Настенька была умна и самолюбива; она все это заметила, все очень хорошо поняла - и вспыхнула. Начались танцы. Танцующих мужчин было немного, и все они танцевали то с хозяйской дочерью, то с другими знакомыми девицами. Настеньку никто не ангажировал; и это еще ничего - ей угрожала большая неприятность: в числе гостей был некто столоначальник Медиокритский, пользовавшийся особенным расположением исправницы, которая отрекомендовала его генеральше писать бумаги и хлопотать по ее процессу, и потому хозяйка скрепив сердце пускала его на свои вечера, и он обыкновенно занимался только тем, что натягивал замшевые перчатки и обдергивал жилет. Но в этот вечер Медиокритский, видя, что Годнева все сидит и ни с кем не танцует, вообразил, что это именно ему приличная дама, и, вознамерившись с нею протанцевать, подошел к Настеньке, расшаркался и пригласил ее на кадриль. Она, конечно, поняла, что одно уж приглашение подобного кавалера было новым для нее унижением, но не подала вида и пошла. С первого же шагу оказалось, что Медиокритский и не думал никого приглашать быть своим визави; это, впрочем, сейчас заметила и поправила m-lle Полина: она сейчас же перешла и стала этим визави с своим кавалером, отпускным гусаром, сказав ему что-то вполголоса. Тот пожал только плечами и проговорил: "О mon Dieu, mon Dieu!"* Далее потом молодой столоначальник, изучивший французскую кадриль самоучкой и более наглядкой, не совсем твердо знал ее и беспрестанно мешался, а в пятой фигуре, как более трудной, совершенно спутался. С дамой своей он не говорил ни слова и только по временам ласково и с улыбкою на нее взглядывал. Когда же кончилась кадриль, он вдруг сказал; на следующую. У Настеньки потемнело в глазах; она готова была расплакаться, но переломила себя и дала слово. Когда они опять стали, по многим лицам пробежала насмешливая улыбка. Медиокритский держал себя по-прежнему: в продолжение всей кадрили он молчал, а при окончании проговорил снова: на следующую. По незнанию бальных обычаев, ему и в голову не приходило, что танцевать с одной дамой целый вечер не принято в обществе.
______________
* Боже мой, боже мой! (франц.).
Настенька не могла более владеть собой: ссылаясь на головную боль, она быстро отошла от навязчивого кавалера, подошла к отцу, который с довольным и простодушным видом сидел около карточного стола; но, взглянув на нее, он даже испугался - так она была бледна.
- Что такое с тобой, душа моя? - спросил он с беспокойством.
- Поедемте домой: мне дурно, - отвечала Настенька.
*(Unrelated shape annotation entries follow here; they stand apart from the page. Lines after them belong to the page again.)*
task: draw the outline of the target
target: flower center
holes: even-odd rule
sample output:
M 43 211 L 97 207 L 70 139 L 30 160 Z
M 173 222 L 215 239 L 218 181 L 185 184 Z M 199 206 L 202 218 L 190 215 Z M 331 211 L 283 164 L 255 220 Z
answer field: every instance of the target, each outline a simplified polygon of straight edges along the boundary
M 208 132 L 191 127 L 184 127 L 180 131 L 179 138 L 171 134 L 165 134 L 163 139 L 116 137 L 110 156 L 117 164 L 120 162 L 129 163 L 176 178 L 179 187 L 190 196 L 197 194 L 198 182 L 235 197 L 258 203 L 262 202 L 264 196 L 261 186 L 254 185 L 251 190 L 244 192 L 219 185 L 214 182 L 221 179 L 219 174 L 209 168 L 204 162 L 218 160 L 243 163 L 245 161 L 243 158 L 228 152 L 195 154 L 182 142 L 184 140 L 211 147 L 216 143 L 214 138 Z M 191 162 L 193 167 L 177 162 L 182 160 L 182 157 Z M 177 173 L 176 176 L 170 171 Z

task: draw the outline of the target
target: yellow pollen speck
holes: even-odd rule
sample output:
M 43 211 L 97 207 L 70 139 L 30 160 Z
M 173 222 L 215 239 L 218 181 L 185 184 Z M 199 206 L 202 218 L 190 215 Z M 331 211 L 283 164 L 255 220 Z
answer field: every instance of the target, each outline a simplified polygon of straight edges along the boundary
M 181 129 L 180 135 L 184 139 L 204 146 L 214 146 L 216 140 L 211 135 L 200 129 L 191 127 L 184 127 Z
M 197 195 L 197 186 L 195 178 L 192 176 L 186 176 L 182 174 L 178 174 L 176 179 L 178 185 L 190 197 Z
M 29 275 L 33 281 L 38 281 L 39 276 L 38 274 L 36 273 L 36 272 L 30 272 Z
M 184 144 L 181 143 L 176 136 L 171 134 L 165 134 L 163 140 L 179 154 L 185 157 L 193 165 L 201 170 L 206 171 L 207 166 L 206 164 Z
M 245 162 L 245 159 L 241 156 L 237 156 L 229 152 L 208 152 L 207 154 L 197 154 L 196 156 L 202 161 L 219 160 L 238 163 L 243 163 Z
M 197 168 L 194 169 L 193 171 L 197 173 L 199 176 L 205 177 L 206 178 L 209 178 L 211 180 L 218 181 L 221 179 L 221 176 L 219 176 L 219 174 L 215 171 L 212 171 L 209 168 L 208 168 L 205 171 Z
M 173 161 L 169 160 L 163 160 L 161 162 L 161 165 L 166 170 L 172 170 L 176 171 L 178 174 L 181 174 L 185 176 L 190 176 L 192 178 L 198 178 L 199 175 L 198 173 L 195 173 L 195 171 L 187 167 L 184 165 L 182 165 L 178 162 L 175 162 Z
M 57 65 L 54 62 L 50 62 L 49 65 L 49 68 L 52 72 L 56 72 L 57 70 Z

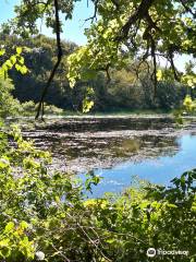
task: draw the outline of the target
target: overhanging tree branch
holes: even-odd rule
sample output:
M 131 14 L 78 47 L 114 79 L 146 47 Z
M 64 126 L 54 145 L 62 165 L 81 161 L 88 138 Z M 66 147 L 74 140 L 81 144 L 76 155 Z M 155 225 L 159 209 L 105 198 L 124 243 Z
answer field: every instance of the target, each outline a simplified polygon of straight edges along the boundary
M 48 88 L 50 87 L 51 82 L 53 81 L 53 78 L 57 73 L 57 70 L 59 68 L 59 64 L 61 62 L 62 55 L 63 55 L 62 47 L 61 47 L 61 26 L 60 26 L 60 19 L 59 19 L 59 1 L 53 0 L 53 3 L 54 3 L 54 12 L 56 12 L 56 38 L 57 38 L 57 48 L 58 48 L 58 60 L 51 71 L 48 82 L 42 91 L 41 98 L 40 98 L 38 109 L 37 109 L 36 119 L 39 118 L 40 114 L 41 114 L 41 119 L 44 117 L 44 100 L 47 95 Z

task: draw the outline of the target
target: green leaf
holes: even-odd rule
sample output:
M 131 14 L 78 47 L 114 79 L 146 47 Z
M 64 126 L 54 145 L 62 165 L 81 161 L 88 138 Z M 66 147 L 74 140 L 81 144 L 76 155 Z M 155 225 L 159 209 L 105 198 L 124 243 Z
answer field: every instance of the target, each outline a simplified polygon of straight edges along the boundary
M 4 233 L 9 233 L 14 228 L 14 223 L 13 222 L 9 222 L 4 228 Z
M 21 55 L 22 51 L 23 51 L 22 47 L 16 47 L 16 53 L 17 53 L 17 55 Z

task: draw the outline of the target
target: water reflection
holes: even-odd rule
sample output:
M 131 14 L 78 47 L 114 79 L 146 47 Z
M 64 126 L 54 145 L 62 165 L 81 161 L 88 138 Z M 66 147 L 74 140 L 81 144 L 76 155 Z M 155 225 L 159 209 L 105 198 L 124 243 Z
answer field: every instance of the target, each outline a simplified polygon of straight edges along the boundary
M 196 166 L 196 135 L 183 135 L 176 139 L 176 143 L 180 148 L 174 155 L 159 156 L 140 163 L 125 162 L 112 169 L 96 170 L 103 180 L 100 186 L 94 188 L 94 196 L 100 196 L 108 191 L 122 191 L 131 184 L 133 176 L 154 183 L 170 184 L 171 179 Z
M 195 167 L 196 136 L 191 133 L 196 134 L 194 122 L 176 129 L 166 117 L 66 119 L 24 131 L 38 147 L 52 152 L 56 168 L 103 176 L 96 195 L 121 191 L 132 175 L 168 183 Z

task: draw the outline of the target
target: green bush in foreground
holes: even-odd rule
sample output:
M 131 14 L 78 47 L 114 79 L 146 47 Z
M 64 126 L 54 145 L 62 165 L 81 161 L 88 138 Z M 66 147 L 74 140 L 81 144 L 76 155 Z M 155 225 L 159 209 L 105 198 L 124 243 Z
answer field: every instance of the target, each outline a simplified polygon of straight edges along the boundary
M 196 170 L 171 189 L 148 184 L 86 199 L 98 177 L 83 186 L 50 170 L 49 153 L 16 127 L 0 138 L 0 261 L 195 261 Z M 188 254 L 148 258 L 148 248 Z

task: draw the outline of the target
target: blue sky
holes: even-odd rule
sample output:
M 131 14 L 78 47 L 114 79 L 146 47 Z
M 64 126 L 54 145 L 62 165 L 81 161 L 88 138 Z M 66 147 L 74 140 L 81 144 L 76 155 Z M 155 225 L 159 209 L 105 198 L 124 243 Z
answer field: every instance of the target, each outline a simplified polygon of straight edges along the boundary
M 0 0 L 0 24 L 7 22 L 9 19 L 14 16 L 14 5 L 20 3 L 20 0 Z M 82 0 L 77 2 L 74 9 L 72 21 L 66 21 L 62 38 L 76 43 L 77 45 L 86 44 L 86 37 L 84 36 L 84 28 L 88 27 L 88 23 L 84 23 L 85 19 L 90 17 L 94 13 L 94 7 L 90 4 L 87 8 L 87 1 Z M 46 26 L 42 26 L 41 33 L 48 36 L 52 36 L 52 32 Z M 183 71 L 185 61 L 189 60 L 187 56 L 180 56 L 175 59 L 175 66 L 179 70 Z M 163 66 L 163 61 L 161 64 Z
M 20 3 L 20 0 L 0 0 L 0 24 L 7 22 L 14 16 L 14 5 Z M 73 13 L 73 20 L 66 21 L 62 38 L 71 41 L 75 41 L 78 45 L 86 44 L 86 37 L 83 32 L 89 23 L 84 23 L 85 19 L 90 17 L 94 13 L 93 4 L 87 8 L 87 1 L 77 2 Z M 52 36 L 52 32 L 45 26 L 41 28 L 41 33 Z

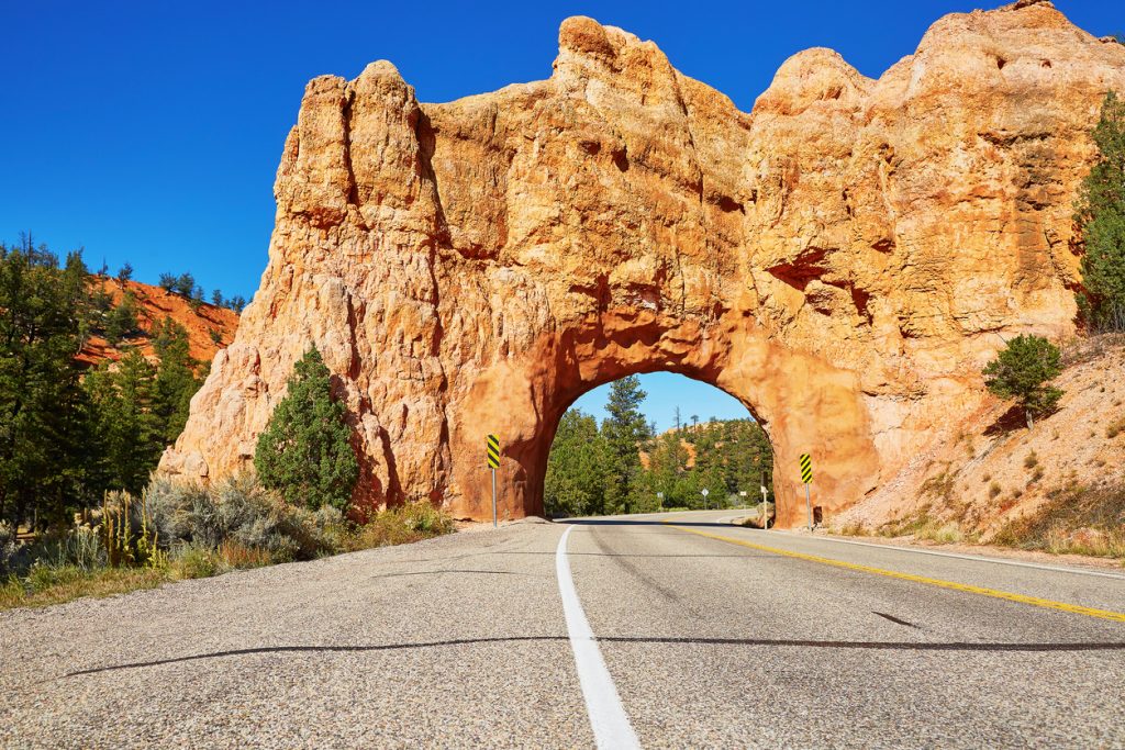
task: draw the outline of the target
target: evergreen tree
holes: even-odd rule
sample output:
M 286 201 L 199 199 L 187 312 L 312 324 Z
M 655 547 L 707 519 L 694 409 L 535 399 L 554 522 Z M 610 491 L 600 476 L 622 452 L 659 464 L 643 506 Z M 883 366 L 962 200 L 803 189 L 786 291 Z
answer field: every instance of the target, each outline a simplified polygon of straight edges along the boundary
M 99 484 L 140 493 L 164 449 L 156 369 L 134 351 L 116 368 L 105 363 L 87 374 L 83 386 L 97 415 Z
M 1110 91 L 1094 128 L 1098 162 L 1082 181 L 1074 219 L 1082 233 L 1082 291 L 1088 325 L 1125 329 L 1125 101 Z
M 332 397 L 331 372 L 315 346 L 294 365 L 287 388 L 258 437 L 258 477 L 295 505 L 343 509 L 359 463 L 344 422 L 346 409 Z
M 663 505 L 686 506 L 688 498 L 681 496 L 681 478 L 687 471 L 687 449 L 684 448 L 680 431 L 667 432 L 654 441 L 648 458 L 646 485 L 655 496 L 664 494 Z
M 183 432 L 191 407 L 191 397 L 204 382 L 197 374 L 199 362 L 191 356 L 188 332 L 171 318 L 163 318 L 153 326 L 153 349 L 160 358 L 156 372 L 156 414 L 160 417 L 164 442 L 173 443 Z
M 79 253 L 60 268 L 30 237 L 0 244 L 0 519 L 44 526 L 90 498 L 90 409 L 74 359 L 89 282 Z
M 641 472 L 641 444 L 651 435 L 640 412 L 645 400 L 637 376 L 618 380 L 610 387 L 605 405 L 610 416 L 602 422 L 602 436 L 609 452 L 605 513 L 630 513 L 638 499 L 638 477 Z
M 1054 410 L 1063 391 L 1050 386 L 1062 372 L 1059 347 L 1042 336 L 1019 335 L 984 368 L 984 385 L 1000 398 L 1014 398 L 1027 427 L 1034 417 Z
M 191 292 L 196 290 L 196 278 L 190 273 L 181 273 L 176 277 L 173 291 L 180 297 L 191 298 Z
M 609 454 L 597 421 L 568 409 L 559 421 L 543 479 L 543 506 L 552 517 L 600 515 L 605 508 Z

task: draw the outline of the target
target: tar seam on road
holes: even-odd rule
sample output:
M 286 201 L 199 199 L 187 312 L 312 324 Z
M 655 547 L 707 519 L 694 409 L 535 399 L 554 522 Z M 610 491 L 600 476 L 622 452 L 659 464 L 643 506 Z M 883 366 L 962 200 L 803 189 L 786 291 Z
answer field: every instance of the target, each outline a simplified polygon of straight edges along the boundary
M 1007 599 L 1008 602 L 1029 604 L 1032 606 L 1043 607 L 1045 609 L 1059 609 L 1061 612 L 1070 612 L 1076 615 L 1086 615 L 1087 617 L 1098 617 L 1099 620 L 1114 620 L 1116 622 L 1125 623 L 1125 613 L 1122 612 L 1109 612 L 1108 609 L 1095 609 L 1094 607 L 1083 607 L 1079 604 L 1066 604 L 1065 602 L 1041 599 L 1037 596 L 1025 596 L 1024 594 L 1010 594 L 1008 591 L 1001 591 L 994 588 L 984 588 L 982 586 L 970 586 L 968 584 L 956 584 L 950 580 L 942 580 L 940 578 L 926 578 L 925 576 L 915 576 L 911 573 L 899 572 L 897 570 L 884 570 L 883 568 L 872 568 L 871 566 L 863 566 L 856 562 L 845 562 L 843 560 L 832 560 L 831 558 L 821 558 L 816 554 L 792 552 L 790 550 L 782 550 L 776 546 L 765 546 L 764 544 L 755 544 L 754 542 L 746 542 L 740 539 L 735 539 L 734 536 L 722 536 L 720 534 L 711 534 L 709 532 L 698 531 L 695 528 L 686 528 L 684 526 L 676 526 L 672 524 L 669 525 L 673 528 L 687 532 L 688 534 L 699 534 L 700 536 L 716 539 L 719 540 L 720 542 L 739 544 L 741 546 L 748 546 L 752 550 L 760 550 L 762 552 L 772 552 L 773 554 L 780 554 L 786 558 L 794 558 L 796 560 L 820 562 L 826 566 L 845 568 L 847 570 L 858 570 L 861 572 L 875 573 L 876 576 L 886 576 L 888 578 L 898 578 L 900 580 L 909 580 L 916 584 L 927 584 L 929 586 L 948 588 L 955 591 L 965 591 L 966 594 L 980 594 L 981 596 L 991 596 L 997 599 Z
M 582 696 L 586 701 L 586 714 L 590 716 L 591 729 L 597 747 L 640 748 L 640 741 L 629 723 L 621 696 L 613 685 L 610 670 L 594 640 L 586 614 L 582 611 L 582 602 L 574 588 L 570 576 L 570 562 L 566 557 L 566 542 L 574 526 L 567 526 L 559 539 L 555 551 L 555 572 L 559 579 L 559 596 L 562 598 L 562 614 L 566 616 L 566 629 L 570 636 L 570 649 L 574 651 L 574 663 L 578 670 L 578 681 L 582 685 Z

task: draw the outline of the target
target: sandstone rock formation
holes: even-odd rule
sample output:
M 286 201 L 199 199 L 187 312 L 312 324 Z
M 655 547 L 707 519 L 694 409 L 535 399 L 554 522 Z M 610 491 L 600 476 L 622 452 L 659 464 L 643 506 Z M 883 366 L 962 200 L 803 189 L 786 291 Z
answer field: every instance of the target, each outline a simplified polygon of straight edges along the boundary
M 126 291 L 133 295 L 141 331 L 120 346 L 110 346 L 105 338 L 91 336 L 78 355 L 79 362 L 83 364 L 96 365 L 106 360 L 116 362 L 128 351 L 155 358 L 156 351 L 148 332 L 164 318 L 171 318 L 183 326 L 188 332 L 190 354 L 200 362 L 210 362 L 217 351 L 234 341 L 234 332 L 238 328 L 237 313 L 225 307 L 207 302 L 192 305 L 180 295 L 140 281 L 122 282 L 108 277 L 96 277 L 94 283 L 109 295 L 115 307 L 120 305 Z
M 750 114 L 588 18 L 549 80 L 490 94 L 418 103 L 387 62 L 315 79 L 261 289 L 162 467 L 245 464 L 315 342 L 361 505 L 488 517 L 496 432 L 502 517 L 539 513 L 574 399 L 669 370 L 766 426 L 782 524 L 804 451 L 831 516 L 978 407 L 1004 336 L 1071 333 L 1108 89 L 1125 47 L 1026 0 L 940 19 L 879 80 L 802 52 Z

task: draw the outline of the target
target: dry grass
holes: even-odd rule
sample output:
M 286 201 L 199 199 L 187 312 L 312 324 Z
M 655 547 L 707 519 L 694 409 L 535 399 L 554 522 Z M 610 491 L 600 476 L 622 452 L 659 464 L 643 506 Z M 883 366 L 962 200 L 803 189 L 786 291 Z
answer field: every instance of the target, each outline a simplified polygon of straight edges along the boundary
M 454 531 L 453 521 L 430 503 L 407 503 L 380 510 L 344 541 L 348 551 L 408 544 Z
M 1125 485 L 1072 485 L 1047 497 L 1035 512 L 1007 523 L 992 541 L 1056 554 L 1125 559 Z
M 915 540 L 937 542 L 938 544 L 956 544 L 976 540 L 973 533 L 966 533 L 955 521 L 943 519 L 929 514 L 926 505 L 916 513 L 885 523 L 876 530 L 880 536 L 911 536 Z
M 406 544 L 452 531 L 453 521 L 430 503 L 411 503 L 382 510 L 369 523 L 341 533 L 335 551 Z M 22 578 L 14 576 L 0 584 L 0 609 L 43 607 L 84 596 L 114 596 L 174 580 L 208 578 L 279 561 L 266 549 L 226 540 L 214 550 L 189 544 L 173 546 L 168 555 L 161 557 L 161 564 L 142 568 L 83 570 L 73 564 L 37 563 Z
M 0 586 L 0 609 L 45 607 L 83 596 L 104 598 L 143 588 L 155 588 L 169 581 L 168 571 L 151 568 L 102 568 L 86 572 L 66 566 L 52 568 L 47 575 L 36 573 L 26 580 L 10 578 Z

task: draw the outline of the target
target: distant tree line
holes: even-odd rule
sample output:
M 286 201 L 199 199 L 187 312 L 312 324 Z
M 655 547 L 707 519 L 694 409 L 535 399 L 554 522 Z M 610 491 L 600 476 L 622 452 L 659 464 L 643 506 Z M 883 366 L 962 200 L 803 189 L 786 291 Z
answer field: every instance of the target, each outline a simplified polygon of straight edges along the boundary
M 160 288 L 166 292 L 179 295 L 188 300 L 192 306 L 201 305 L 204 301 L 204 288 L 196 283 L 196 279 L 190 273 L 181 273 L 179 275 L 174 273 L 161 273 L 160 274 Z M 246 307 L 246 298 L 242 295 L 235 295 L 234 297 L 226 298 L 223 296 L 222 289 L 215 289 L 210 295 L 212 305 L 215 307 L 226 307 L 234 310 L 235 313 L 242 314 L 243 308 Z
M 170 319 L 148 332 L 159 363 L 136 351 L 93 370 L 76 359 L 94 333 L 136 331 L 135 298 L 114 305 L 81 253 L 0 243 L 0 522 L 45 528 L 147 482 L 208 365 Z
M 742 500 L 741 491 L 750 503 L 758 499 L 763 479 L 773 487 L 773 450 L 756 422 L 712 417 L 700 424 L 693 416 L 688 427 L 677 408 L 676 428 L 656 434 L 640 412 L 645 397 L 634 376 L 622 378 L 610 388 L 601 425 L 578 409 L 562 415 L 547 461 L 548 514 L 729 507 Z

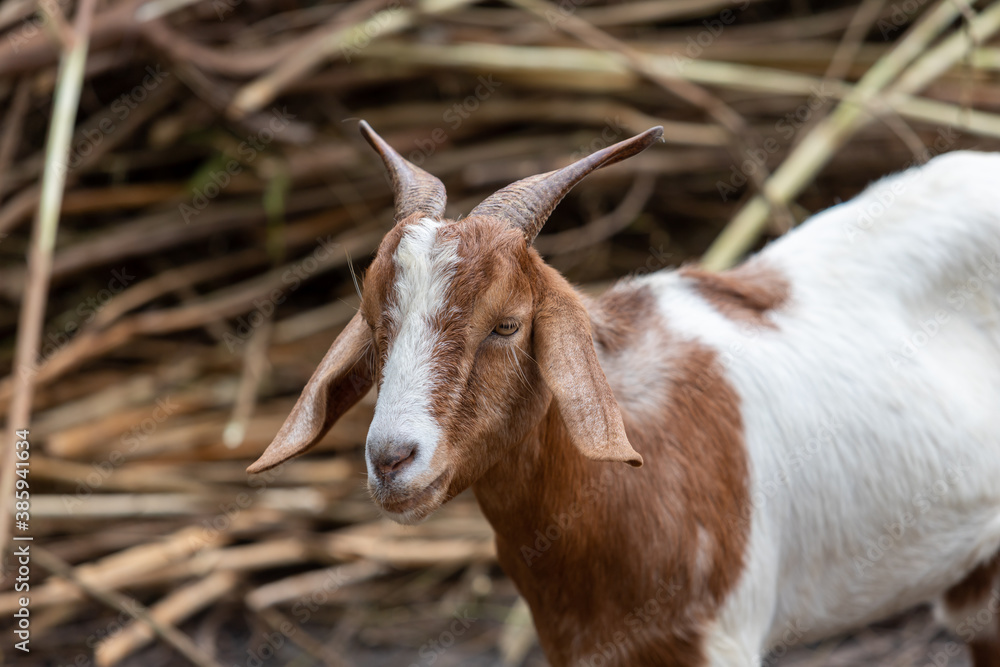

- Поедем, поедем. Ах, какая ты слабая! - говорил старик, вставая. - Извините, ваше превосходительство, - проговорил он, проходя гостиную, - захворала вон у меня.
Приехав домой, Настенька свой бальный наряд не сняла, а сбросила и кинулась на постель. На другой день проснулась она с распухшими от слез глазами и дала себе слово не ездить больше никуда. Чтение сделалось единственным ее развлечением. Она читала все, что только ей попадалось под руку. Русских книг стало, наконец, недоставать. Настенька объявила отцу, что хочет учиться французскому языку. Старик, хорошо знавший этот язык, но дурно произносивший, взялся учить ее. Настенька занималась день и ночь, и в полгода почти свободно читала. Все это, конечно, очень образовало и развило ее в умственном отношении, но вместе с тем сильно раздражило ее воображение. Она начала жить в каком-то особенном мирочке, наполненном Гомерами, Орасами{24}, Онегиными, героями французской революции. Любовь женщины она представляла себе не иначе, как чувством, в основании которого должно было лежать самоотвержение, жизнь в обществе - мучением, общественный суд - вздором, на который не стоит обращать внимания. Окружавшая ее среда сделалась для нее невыносимою. Добродушный и всегда довольный Петр Михайлыч стал ее возмущать, особенно когда кого-нибудь хвалил из городских или рассказывал какие-нибудь происшествия, случавшиеся в городе, и даже когда он с удовольствием обедал - словом, она начала делаться для себя, для отца и для прочих домашних какой-то маленькой тиранкой и с каждым днем более и более обнаруживать странностей. Вдруг, например, захотела ездить верхом, непременно заставила купить себе седло и, несмотря на то, что лошадь была не приезжена и сама она никогда не ездила, поехала, или, лучше сказать, поскакала в галоп, так что Петр Михайлыч чуть не умер от страха. Однако она возвратилась благополучно, хотя была бледна и вся дрожала. В другой раз вздумала идти за тридцать верст на богомолье пешком. Сходила и две недели после того была больна.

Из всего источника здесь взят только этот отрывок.